Cast Member Shares Veteran Grandfather’s Connection to Disneyland Heritage

Dani Ganley

by , Communications Manager, Disney Parks, Experiences and Products

Cast member Jennifer Kingsbury’s connection to Disneyland park goes back much further than her 15 years with the Walt Disney Travel Company. When her grandfather, U.S. Army Air Corps pilot, 1st Lt. Robert “Bud” Kingsbury, returned from World War II a hero after a harrowing rescue, he worked as a pipe fitter during the construction of Disneyland park in the 1950s.  

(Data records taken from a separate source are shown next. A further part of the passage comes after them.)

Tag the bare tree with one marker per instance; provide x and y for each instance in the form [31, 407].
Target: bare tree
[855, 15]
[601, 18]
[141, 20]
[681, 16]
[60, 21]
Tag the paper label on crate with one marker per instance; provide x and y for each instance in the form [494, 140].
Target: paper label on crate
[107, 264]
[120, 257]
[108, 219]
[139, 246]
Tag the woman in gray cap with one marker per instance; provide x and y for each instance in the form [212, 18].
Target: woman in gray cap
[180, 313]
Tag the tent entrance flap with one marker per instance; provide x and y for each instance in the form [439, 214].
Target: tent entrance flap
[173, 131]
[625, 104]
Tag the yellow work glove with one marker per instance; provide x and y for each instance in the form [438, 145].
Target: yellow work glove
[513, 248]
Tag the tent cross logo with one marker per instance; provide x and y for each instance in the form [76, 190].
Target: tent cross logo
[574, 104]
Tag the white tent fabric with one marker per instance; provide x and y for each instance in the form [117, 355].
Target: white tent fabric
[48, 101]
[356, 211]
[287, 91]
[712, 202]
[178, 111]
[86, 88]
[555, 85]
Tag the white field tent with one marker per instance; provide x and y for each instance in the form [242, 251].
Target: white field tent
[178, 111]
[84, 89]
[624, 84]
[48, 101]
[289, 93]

“Walt Disney let all of these people who helped build Disneyland in on July 16 for a ‘test run,’” Jennifer shares of stories she’s heard about the day before the park’s official July 17, 1955, grand opening. “My grandpa, my grandma, my dad at age 7 and my aunt, they got to go into the park and went on the boat with Walt and Fess Parker and do all these amazing things… So, for me, that’s our Disney anniversary — July 16.”

Today, her late “Grandpa Bud” serves as an inspiration to Jennifer in her work as a reservation agent and a member of the resort’s Business Employee Resource Groups (BERGs) WIN, where she advocates for women, and SALUTE, in which she helps advocate for veterans and active-duty members of the U.S. Armed Services. Jennifer also pays tribute to her grandfather’s remarkable military legacy through an Orange County nonprofit called Bud’s Odyssey Foundation, which helps veterans and first responders with PTSD. During the war, Bud’s B-17 bomber was shot down over the Mediterranean Sea in 1943. After swimming for 30 hours, he reached the shore, nearly unconscious, and was rescued by three Italian girls. Some time later, he was captured and spent 22 months in a German prisoner of war camp. His story was told in the 2018 documentary, “Bud’s Odyssey,” by Mark Kirkland, a director on “The Simpsons.”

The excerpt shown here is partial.